In a new interview with BBC World News program HardTalk set to air Wednesday, the comedienne reiterated what she said back in August: that she’s no longer sorry for the image or the media uproar that followed. (Griffin had originally issued a mea culpa first in video clips she shared via social media, and then during a press conference in June).
“I’m not sorry,” she said on HardTalk. “I take the apology back 1,000 percent. The reason I made the apology is when the image went out, I thought people would just think, ‘That’s Kathy doing another shocking image.’ I’ve done many throughout my entire career, and I’ve done many shocking things. When I won my first Emmy, I said, ‘Suck it, Jesus, because this award is my God now!’ And you know, the conservatives took ads out in the papers. That’s what they like to spend their time and money on. So yes, I knew what I was doing.”
Since the image was first posted online in late May, Griffin said she has gotten death threats and hate mail, and still remains on a no-fly list after undergoing two months of federal investigation. CNN severed ties with her, and several of her tour dates were canceled. Griffin also famously lost a few high-profile friends, including CNN host Anderson Cooper.
What motivated her to initially apologize for the button-pushing image, she explained Wednesday, was a chat with pal Rosie O’Donnell, whom Griffin referred to as “the preeminent expert of being trolled by this fool, ‘the Accidental President.'”
“She said, ‘What if Daniel Pearl’s mother saw this?'” Griffin said, referring to the American journalist who was beheaded in Pakistan. “When she said that, I thought, ‘Oh, my gosh.’ I’ve never apologized for a joke.

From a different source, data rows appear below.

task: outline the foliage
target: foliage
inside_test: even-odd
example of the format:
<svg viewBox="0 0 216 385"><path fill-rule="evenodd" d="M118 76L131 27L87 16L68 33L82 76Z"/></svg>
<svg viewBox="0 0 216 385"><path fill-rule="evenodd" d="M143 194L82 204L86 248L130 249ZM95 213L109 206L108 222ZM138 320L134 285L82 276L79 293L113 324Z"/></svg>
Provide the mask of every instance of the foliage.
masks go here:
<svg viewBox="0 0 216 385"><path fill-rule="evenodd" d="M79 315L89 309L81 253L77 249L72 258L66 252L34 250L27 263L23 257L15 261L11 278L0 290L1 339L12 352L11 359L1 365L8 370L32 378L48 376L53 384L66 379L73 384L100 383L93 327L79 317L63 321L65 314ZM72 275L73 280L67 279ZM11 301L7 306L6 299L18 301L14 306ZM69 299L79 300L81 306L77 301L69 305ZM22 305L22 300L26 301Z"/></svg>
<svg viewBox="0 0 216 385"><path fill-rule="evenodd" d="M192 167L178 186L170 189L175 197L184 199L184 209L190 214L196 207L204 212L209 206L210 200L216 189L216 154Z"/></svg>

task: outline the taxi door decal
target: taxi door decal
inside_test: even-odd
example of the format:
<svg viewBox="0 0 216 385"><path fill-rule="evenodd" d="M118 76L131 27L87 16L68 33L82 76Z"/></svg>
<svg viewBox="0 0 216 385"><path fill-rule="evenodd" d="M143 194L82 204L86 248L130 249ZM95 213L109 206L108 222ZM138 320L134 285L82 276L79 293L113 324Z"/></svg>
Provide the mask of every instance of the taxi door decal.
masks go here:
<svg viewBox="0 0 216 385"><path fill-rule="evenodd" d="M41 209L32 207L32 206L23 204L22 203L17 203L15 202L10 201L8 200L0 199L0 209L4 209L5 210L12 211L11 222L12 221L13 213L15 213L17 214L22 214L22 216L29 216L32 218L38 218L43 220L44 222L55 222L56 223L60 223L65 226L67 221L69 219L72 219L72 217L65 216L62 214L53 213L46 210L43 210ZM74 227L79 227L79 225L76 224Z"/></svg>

I get it.”
Griffin’s partner in crime, Tyler Shields, who took the photos, told Architectural Digest in a recent interview that he was surprised at the level of outrage that images incited.
“The day we realized this was going to be really crazy – I don’t remember if it was the day after, or a couple of days later – I called Kathy and I said to her: ‘Listen, this happened to the Dixie Chicks, if you remember, with the George W. Bush thing, and people were burning their albums, and driving over their albums or whatever,'” Shields said. “Kathy was in a tough mental place and I said, ‘Kathy, this happened to them and they thought they were over, and they had that song and it wasn’t an apology, and it ended up being their biggest song ever, but it took time.'”
During her press conference in June, a teary Griffin told reporters that Trump “broke” her. “I don’t think I will have a career after this,” she said at the time.